NEW TESTAMENT CONTEXTUAL COMMENTARY
Dr. Robert R. Seyda
EPISTLE TO THE ROMANS
CHAPTER FOURTEEN (Lesson III)
Bible teacher H. A. Ironside offers his view on what Paul says here by pointing out that those unsure in their faith, that is, those whose uninformed consciences cause them to be troubled by things of little significance, are to be welcomed with open arms and not to be judged for their questionings or doubting thoughts. The principle is a far-reaching one and indicates the breadth of Christian love that should prevail over the spirit of legality into which it is so easy to fall. Seeing the full light on all issues is not the ground of being accepted as a believer in Christ. Having the life we all enjoy in Christ is the first requirement. All those who are children of God are to be recognized as fellow-members of the Body and, unless living in evident immorality are to be accorded their blood-bought place among all Christian believers. Wickedness and weakness are not to be misconstrued as being the same. The wicked person is to be dismissed, while the weak believer is to be welcomed and protected.1
F. F. Bruce gives us insight into Paul’s mind on this subject by noting that Paul enjoyed his Christian liberty to the fullest. Never was a Christian more thoroughly emancipated than he was from being chained to old Jewish traditions, rituals, and ceremonies. So completely was he liberated from spiritual bondage that he was not addicted to it anymore. He respected Jewish customs when he was in Jewish gatherings as cheerfully as he went along with Gentile mannerisms when he was among Gentiles. The interests of the Gospel and the highest well-being of men and women were paramount considerations with Paul. To these, he subordinated everything else. But he knew very well that many other Christians were not so completely independent as he was, and he insisted that these must be treated gently. A Christian’s faith in many respects might be weak, immature, and lacking in instruction but we must welcome them warmly as fellow Christians and not immediately challenge them to a debate about those areas of life in which they are still battling their conscience.2
John Stott sees Paul advocating a two-part positive principle. The first part is to accept those whose faith is weak (Verse 1a). We note that there is no attempt to conceal or disguise that these brothers and sisters were considered weak in their faith. They were easily convicted, immature, untaught, and as Paul’s unfolding argument makes clear, mostly mistaken. Nevertheless, they are not to be ignored or treated with disrespect. When this is done too early, they may not seek to be corrected. So they should be welcomed into the community of believers with open arms.

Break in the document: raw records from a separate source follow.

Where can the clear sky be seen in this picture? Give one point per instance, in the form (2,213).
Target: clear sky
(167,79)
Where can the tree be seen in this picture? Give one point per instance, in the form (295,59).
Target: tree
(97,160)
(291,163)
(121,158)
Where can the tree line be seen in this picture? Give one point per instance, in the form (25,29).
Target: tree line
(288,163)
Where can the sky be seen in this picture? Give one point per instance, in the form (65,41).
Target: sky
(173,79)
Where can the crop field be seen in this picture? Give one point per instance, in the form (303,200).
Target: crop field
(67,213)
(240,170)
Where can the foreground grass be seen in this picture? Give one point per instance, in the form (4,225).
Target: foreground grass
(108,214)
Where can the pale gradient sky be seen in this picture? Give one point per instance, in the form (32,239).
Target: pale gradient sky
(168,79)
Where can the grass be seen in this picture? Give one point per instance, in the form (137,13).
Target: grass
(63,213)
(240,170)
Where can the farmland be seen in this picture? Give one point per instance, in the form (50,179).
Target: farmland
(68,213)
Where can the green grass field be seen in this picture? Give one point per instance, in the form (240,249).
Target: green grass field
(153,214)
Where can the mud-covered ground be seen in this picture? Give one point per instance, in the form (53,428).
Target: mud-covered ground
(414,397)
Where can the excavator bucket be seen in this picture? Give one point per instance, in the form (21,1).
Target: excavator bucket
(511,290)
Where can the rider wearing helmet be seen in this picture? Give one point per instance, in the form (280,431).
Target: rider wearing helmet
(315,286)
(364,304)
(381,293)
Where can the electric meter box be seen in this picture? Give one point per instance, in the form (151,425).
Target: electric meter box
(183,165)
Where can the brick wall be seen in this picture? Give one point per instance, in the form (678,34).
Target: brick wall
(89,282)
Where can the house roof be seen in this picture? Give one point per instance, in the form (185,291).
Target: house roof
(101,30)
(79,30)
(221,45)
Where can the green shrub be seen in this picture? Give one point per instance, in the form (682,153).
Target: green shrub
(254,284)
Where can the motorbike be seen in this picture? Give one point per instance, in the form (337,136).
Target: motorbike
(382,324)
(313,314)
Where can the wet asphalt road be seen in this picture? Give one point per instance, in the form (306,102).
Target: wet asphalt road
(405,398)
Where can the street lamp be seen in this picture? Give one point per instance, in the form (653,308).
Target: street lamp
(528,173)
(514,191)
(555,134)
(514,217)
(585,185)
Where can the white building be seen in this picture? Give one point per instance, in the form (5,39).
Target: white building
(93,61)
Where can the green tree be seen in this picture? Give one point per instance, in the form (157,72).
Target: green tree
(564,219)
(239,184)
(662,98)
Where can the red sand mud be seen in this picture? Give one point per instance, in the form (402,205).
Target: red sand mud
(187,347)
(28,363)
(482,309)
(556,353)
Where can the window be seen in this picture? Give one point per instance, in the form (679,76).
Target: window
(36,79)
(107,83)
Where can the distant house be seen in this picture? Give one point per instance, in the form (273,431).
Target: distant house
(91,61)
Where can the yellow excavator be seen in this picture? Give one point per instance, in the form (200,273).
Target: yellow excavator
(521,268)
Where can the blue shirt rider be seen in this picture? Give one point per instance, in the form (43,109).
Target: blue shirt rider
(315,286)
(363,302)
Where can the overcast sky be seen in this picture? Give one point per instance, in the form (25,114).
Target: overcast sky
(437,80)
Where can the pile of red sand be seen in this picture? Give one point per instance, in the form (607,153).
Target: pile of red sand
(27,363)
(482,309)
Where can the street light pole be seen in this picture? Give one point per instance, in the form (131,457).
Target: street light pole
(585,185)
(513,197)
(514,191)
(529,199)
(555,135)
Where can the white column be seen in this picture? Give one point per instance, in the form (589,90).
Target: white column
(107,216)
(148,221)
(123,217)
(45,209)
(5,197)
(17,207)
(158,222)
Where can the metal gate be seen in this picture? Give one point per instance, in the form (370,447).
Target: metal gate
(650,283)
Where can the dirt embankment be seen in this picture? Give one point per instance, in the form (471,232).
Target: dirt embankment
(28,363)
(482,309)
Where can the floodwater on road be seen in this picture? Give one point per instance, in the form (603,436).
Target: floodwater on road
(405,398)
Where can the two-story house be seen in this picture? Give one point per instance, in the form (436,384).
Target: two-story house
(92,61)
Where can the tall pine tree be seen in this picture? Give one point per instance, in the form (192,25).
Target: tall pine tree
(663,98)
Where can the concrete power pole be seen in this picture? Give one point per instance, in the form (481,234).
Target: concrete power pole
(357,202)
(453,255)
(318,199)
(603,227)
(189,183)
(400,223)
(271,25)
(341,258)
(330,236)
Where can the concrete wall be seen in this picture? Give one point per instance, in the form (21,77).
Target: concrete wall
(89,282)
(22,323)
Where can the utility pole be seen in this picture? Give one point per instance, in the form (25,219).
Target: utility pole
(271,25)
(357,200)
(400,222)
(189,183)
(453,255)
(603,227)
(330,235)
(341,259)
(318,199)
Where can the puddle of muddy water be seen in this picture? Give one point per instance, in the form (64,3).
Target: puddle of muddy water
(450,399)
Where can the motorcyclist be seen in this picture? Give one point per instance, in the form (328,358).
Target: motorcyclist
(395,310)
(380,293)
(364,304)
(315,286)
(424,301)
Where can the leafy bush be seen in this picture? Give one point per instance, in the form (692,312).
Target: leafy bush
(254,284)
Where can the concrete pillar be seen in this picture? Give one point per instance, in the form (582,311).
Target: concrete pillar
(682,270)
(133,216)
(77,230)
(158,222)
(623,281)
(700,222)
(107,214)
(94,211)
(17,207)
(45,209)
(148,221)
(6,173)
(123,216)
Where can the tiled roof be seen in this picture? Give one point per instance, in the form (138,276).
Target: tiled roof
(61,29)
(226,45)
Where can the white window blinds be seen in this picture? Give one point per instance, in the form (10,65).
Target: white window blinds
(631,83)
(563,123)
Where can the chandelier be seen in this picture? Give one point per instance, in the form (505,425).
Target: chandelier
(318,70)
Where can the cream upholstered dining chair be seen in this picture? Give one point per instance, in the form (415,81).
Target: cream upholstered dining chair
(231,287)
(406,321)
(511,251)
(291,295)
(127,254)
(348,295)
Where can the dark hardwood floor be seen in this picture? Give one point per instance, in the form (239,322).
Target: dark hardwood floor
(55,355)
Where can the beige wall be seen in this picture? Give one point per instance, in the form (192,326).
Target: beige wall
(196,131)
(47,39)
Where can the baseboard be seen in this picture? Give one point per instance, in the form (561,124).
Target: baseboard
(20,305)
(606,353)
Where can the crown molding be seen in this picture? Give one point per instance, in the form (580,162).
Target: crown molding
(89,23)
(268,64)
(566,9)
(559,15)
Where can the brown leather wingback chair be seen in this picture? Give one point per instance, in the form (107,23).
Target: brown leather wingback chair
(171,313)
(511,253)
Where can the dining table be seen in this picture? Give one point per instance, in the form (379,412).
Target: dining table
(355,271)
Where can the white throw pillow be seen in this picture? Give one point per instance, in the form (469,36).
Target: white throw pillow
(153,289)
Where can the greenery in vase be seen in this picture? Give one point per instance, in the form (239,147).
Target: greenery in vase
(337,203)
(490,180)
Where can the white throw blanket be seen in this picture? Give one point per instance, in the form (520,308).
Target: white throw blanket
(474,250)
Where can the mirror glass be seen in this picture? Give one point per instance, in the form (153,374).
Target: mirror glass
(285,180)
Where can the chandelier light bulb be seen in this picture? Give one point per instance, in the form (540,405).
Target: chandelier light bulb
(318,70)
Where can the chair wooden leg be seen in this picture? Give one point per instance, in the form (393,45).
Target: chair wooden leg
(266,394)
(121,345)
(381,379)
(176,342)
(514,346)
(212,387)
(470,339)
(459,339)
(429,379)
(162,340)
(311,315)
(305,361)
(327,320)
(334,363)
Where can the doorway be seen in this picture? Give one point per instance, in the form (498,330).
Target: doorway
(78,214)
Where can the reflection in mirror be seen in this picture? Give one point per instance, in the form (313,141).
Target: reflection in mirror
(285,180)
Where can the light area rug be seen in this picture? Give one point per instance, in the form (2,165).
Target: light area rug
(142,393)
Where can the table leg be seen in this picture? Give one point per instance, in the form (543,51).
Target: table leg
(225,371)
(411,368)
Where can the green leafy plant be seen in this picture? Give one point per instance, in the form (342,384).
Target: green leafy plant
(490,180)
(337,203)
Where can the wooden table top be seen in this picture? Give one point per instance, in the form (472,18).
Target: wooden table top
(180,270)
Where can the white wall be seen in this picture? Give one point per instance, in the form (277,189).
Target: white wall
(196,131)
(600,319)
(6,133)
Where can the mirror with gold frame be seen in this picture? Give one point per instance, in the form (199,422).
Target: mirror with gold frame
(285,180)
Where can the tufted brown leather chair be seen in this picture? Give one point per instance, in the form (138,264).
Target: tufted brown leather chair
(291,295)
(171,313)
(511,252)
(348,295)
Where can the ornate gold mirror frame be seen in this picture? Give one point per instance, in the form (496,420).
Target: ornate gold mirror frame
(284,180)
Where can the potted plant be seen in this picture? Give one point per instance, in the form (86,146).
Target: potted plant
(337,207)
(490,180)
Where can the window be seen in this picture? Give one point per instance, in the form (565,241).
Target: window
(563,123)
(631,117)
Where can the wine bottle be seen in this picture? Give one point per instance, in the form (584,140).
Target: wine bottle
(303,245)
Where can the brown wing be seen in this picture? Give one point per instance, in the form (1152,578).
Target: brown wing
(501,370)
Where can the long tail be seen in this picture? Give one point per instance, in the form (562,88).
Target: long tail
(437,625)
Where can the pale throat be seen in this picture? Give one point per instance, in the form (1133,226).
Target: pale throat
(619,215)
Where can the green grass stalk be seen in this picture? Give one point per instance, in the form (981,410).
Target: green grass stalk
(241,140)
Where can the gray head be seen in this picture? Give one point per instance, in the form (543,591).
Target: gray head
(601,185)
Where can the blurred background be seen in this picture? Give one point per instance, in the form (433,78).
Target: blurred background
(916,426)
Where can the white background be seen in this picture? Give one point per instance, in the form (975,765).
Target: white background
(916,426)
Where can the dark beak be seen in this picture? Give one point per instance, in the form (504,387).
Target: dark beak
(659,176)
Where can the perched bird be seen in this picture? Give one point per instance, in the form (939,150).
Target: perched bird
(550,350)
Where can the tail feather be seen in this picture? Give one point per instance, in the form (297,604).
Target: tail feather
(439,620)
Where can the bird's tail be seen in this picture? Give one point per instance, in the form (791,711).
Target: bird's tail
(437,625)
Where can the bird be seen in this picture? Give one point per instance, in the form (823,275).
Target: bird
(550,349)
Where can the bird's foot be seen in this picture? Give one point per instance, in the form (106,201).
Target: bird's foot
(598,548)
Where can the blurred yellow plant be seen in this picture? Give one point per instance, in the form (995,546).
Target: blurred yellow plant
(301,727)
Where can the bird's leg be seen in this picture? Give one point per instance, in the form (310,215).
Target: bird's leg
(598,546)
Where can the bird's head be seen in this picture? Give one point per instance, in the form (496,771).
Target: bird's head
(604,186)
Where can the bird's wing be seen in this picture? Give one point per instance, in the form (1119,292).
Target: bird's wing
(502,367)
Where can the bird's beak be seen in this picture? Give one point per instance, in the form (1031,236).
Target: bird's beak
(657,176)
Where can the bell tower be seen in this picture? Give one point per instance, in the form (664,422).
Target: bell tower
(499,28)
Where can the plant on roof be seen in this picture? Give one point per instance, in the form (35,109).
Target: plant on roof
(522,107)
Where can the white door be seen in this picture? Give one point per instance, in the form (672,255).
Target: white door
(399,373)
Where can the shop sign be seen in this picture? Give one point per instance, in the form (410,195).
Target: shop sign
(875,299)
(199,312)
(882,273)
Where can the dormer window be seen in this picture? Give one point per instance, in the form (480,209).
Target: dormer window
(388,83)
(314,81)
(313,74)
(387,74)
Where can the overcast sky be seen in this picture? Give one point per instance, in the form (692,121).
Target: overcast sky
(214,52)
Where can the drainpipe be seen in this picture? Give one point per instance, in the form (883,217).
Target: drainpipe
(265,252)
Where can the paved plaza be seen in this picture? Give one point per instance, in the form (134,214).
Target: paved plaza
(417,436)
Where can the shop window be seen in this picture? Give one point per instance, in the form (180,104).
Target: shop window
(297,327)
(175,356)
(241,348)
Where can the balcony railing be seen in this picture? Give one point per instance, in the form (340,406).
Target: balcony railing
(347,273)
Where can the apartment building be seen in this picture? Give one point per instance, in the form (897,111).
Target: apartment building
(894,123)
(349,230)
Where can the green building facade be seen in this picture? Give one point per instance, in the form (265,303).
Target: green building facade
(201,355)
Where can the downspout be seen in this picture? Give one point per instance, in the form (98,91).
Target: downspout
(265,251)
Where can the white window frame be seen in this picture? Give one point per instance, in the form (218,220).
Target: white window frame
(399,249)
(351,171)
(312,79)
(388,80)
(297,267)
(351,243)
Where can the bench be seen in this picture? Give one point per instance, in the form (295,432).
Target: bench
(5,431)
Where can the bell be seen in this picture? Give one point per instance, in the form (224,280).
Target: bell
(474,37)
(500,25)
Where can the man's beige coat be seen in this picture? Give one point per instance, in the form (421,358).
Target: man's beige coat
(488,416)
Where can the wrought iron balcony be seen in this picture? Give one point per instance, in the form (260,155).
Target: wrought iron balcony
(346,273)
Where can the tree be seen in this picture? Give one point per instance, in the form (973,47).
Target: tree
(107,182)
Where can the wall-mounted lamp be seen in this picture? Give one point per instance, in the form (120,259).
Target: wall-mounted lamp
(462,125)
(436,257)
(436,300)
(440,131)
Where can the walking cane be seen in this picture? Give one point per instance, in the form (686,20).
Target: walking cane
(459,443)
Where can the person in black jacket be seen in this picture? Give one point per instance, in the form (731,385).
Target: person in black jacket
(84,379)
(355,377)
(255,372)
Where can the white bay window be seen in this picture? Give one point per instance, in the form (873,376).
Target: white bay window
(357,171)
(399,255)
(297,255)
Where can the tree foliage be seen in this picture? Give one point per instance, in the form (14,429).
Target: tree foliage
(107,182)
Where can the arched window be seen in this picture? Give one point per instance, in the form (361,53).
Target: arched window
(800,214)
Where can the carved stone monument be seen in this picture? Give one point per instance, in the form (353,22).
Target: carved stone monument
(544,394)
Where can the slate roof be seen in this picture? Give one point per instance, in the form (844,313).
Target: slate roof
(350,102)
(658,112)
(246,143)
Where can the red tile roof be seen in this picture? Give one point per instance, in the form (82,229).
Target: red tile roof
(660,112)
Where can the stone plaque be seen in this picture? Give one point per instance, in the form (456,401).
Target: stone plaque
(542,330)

Having reflected on the acceptance part of this principle, Stott suggests we now take a look at the second part of the principle. This involves their qualifications as fellow believers without passing judgment on disputable matters (Verse 1b). Both Greek nouns used by Paul have a range of meanings. Dialogismoi (translated by KJV as “doubtful”) can mean “deliberating within oneself as to one’s purpose or design and questioning what is true, hesitating, doubting, disputing, arguing.” Then we have Diakrisis (translated by KJV as “disputations”), which can mean “passing judgment, discerning, or distinguishing.” Thayer in his Greek Lexicon defines it as “passing judgment on opinions to determine which is to be preferred as correct.”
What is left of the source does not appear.